Ja, total. Der Song war relativ schnell geschrieben und eingespielt; für den Refrain bin ich einfach Stop-and-Go mäßig auf das Verzerrer-Pedal gestiegen. Textlich wollten wir diesem wuchtigen Refrain etwas Fragiles entgegenzusetzen - nämlich „Hearts Of Glass“. Man kann versuchen, diese hearts of glass zu schützen, letztlich muss man sich aber rauswagen und verletzbar machen. Man wird nicht umhinkommen, das zerbrochene heart of glass immer wieder aufs Neue zusammenzusetzen.

Mit „Distant Siren“ gibt es am Ende sogar einen ziemlich verschrobenen Song, der ein bisschen Jam-Charakter widerspiegelt. Ist das euer erster Schritt in eine jazzige Zukunft?
Haha, ob es eine jazzige Zukunft geben wird traue ich mich noch nicht zu sagen. Bei den meisten Songs ist es so, dass ich mit einem Grundgerüst - Akkordfolge, Gesang, grober Ablauf - in die Bandprobe komme und wir dann gemeinsam daran feilen. Bei „Distant Siren“ haben wir einen anderen Zugang gewählt, ich wollte mich bewusst etwas rausnehmen und den Instrumenten ihren Platz lassen. Wir haben uns in den Proberaum gestellt, die Aufnahme gestartet und einfach drauflos gespielt.

Gibt es allgemein einen thematischen Bogen, der sich über die einzelnen Songs spannt? Eine zusammenhängende Geschichte etwa?
Nein, eine zusammenhängende Geschichte gibt es nicht, zumindest hätte ich sie noch nicht für mich entdeckt. Es gibt aber gewisse Bilder und Stimmungen, die sich wiederholen.Mir war es wichtig, dass die Texte nicht immer ganz eindeutig sind, sondern mehrere Deutungsmöglichkeiten bieten.
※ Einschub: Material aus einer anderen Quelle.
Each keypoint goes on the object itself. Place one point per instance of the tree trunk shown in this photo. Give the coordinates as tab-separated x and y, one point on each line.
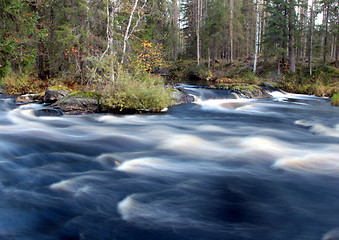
199	5
257	33
310	50
231	29
326	33
176	16
126	36
291	44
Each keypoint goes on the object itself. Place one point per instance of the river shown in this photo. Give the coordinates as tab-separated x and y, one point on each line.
220	168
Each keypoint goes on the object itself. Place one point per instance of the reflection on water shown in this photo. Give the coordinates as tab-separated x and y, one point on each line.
219	168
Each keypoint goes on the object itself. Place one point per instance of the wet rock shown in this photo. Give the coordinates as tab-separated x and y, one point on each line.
48	112
52	96
79	103
27	98
246	90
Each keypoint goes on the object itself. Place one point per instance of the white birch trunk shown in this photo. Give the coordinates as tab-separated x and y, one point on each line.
127	33
257	34
231	29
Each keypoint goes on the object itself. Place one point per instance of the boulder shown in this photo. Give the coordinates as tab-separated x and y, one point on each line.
79	103
27	98
52	96
48	112
247	90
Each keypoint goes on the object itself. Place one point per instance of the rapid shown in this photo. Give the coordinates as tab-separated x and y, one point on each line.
221	168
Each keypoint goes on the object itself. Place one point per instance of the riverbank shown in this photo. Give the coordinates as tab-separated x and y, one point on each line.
324	81
144	92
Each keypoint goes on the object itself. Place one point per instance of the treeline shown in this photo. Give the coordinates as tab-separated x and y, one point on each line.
90	41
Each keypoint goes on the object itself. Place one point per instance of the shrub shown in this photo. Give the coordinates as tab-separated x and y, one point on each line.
141	92
335	99
19	85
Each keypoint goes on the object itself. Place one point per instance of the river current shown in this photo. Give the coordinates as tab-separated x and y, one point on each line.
220	168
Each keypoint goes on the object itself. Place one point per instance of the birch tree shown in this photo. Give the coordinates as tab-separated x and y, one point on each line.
257	34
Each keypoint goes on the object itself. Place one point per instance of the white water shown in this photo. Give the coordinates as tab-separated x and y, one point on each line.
218	168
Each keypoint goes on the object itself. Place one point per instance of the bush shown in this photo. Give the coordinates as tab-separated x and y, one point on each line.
19	85
141	92
335	99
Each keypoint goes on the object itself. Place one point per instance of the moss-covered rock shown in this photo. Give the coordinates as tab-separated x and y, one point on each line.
248	90
80	102
52	96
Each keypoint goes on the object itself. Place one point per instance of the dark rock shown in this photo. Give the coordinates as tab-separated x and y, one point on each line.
79	103
245	90
27	98
48	112
52	96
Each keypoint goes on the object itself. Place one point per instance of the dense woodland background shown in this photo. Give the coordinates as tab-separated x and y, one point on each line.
93	41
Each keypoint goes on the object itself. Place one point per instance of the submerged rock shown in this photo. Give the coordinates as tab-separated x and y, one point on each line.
180	97
27	98
48	112
247	90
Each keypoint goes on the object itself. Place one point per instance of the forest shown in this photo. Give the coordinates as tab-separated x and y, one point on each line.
120	48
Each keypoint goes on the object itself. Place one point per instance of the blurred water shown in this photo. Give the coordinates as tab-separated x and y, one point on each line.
219	168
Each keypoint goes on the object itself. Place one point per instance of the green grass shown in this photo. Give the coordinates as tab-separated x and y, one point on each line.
141	92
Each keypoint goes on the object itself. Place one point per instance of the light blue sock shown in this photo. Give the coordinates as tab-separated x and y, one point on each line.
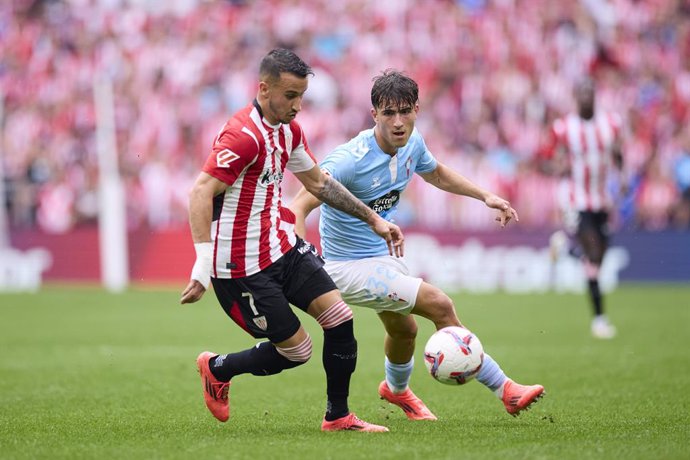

Nehmen wir den Song „What’s Your Sin“: Man kann den Text aus einer zweipersonalen Perspektive betrachten, quasi als Beziehungssong - zwei Menschen, die in einer Beziehung gefangen sind, wissend, dass es nicht funktioniert, unfähig oder nicht Willens sich zu ändern. Textzeilen wie „You grew up to fit right in / Count your blessings / What’s your sin? / Everything will stay the same / And I know who takes the blame / Everything will stay the same / We don’t ever dare to change“ sind aber auch einer Deutung auf gesellschaftlicher Ebene zugänglich - in einem System gefangen zu sein, das Gefühl der Ohnmacht, nichts verändern zu können und letztlich die Einsicht, dass man manches möglicherweise doch selbst in der Hand gehabt hätte, aber sich nicht drüber getraut hat.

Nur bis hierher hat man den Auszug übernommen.